As someone who has worked in HR in both public and private sector organizations, UAE national Joanna Al-Najjar is well positioned to discuss the development of HR in the region. Although she believes the function has reached ‘different stages of maturity’ in individual countries, she thinks there’s an opportunity for HR professionals across sectors to collaborate in building its image and capability so that it can become a key business partner.
A diverse career
Al-Najjar, who has Syrian ancestry, was born in Bahrain, grew up in Dubai and studied in the US. “I’m very proud of the diversity and mix which has moulded me into who I am today,” she says. After studying counselling technology at Hawaii Pacific University, Al-Najjar started her career in counselling, followed by education and later advertising before moving into HR.
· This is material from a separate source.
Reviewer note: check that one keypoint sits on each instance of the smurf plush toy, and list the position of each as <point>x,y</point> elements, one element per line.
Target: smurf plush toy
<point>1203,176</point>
In 2003, she joined Pepsico’s HR management trainee program, which was designed to build the capability of young, talented UAE national candidates and prepare them for managerial roles in the HR field.
“I was attracted to a career in HR, as it seemed to me the perfect blend of ‘people’ and ‘business’,” says Al-Najjar. “What could be more perfect than to use my counselling knowledge and experience of advertising and the corporate world, and combine them into something that serves humanity?”
From there, Al-Najjar went on to work for several organisations in HR roles in the public and private sectors, including Gillette, Dubai Multi Commodities Centre, Dubai Chamber of Commerce and Industry and the General Civil Aviation Authority, before setting up her own business, Impact HCC in 2013.
“I’d been toying with the idea for a while,” she reveals. “Working in both public and private sector organizations gave me the insights, knowledge and understanding of the main challenging trends and concerns of the HR profession in our local market.
“I became determined to address them and drive the wave of change where I was working, yet being an employee can sometimes present its own limitations in terms of decisionmaking. “As a consultant, I’m better positioned to share the tools that can truly impact the way we do business and build our most valuable asset – people – in a market that welcomes change and growth. What better place is there to be than the UAE, where the main infrastructure nurtures such burning ambitions? And what better timing to live in, than this time and especially with announcement of the Dubai EXPO 2020? This is truly an opportunity not to be missed, for making your mark, learning and overcoming new challenges, as well as, growing and expanding your business to new levels and horizons!”
Public and private tensions
Al-Najjar feels the key to overcoming what some term as the ‘disconnect’ between the public and private sectors is collaboration. “There have been courageous efforts by a few passionate HR professionals, who have opened their doors to sharing best practice with each other. I have done so myself, while working in the public sector.”
She suggests that if HR professionals from all sectors were able to access a formal HR group platform to learn and share ideas, this would bring about added value and action taking. For example, if you could share your successes and failures around new innovations in HR with a wide range of professionals, you could then work together to come up with diversified solutions and share learning and knowledge.
“Each one of us possesses individual backgrounds and experience. Imagine the pool of treasure once you combine these brains under one platform to serve the common interest of learning and growth,” she says.
She believes multinational organizations have a lot to offer in the knowledge-sharing process. “Multinationals have had 100-plus years to fail, learn and grow. Their biggest value is their understanding of this process, which has led them to empower their HR function and their ‘people’ with knowledge and tools to support the growth of their business,” she explains.
Al-Najjar argues that the public sector must seek to learn from the multinational organizations’ experience and adapt that process of learning, to design solutions that are better suited to their own unique needs. “There isn’t a single solution that fits all though,” she warns.
She points out that to become more attractive to national employees, private sector employers must be more present and vocal about who they are, particularly among the young generation. “Get close to hearing their voice by getting involved in the community or a youth development program aimed at awareness building,” she advises.
Brave new HR
Although there’s a growing desire among many organizations in the UAE to partner with their HR function, she says much more needs to be done as HR is often perceived as an administrative function and not yet a business partner.
However, Al-Najjar believes the appetite is there, but the onus lies on you as an HR professional to develop your own expertise and knowledge so you can work towards elevating the view of HR. “This process is the road less travelled in the region so you’ve got to be brave,” she says.
As an HR professional, you should not hesitate to seek support from elsewhere in the market, outside of your own organization, says Al-Najjar. This can help to support you in selling your solutions to the business and help drive change. “The future is extremely promising and the ground is very fertile for success,” she concludes.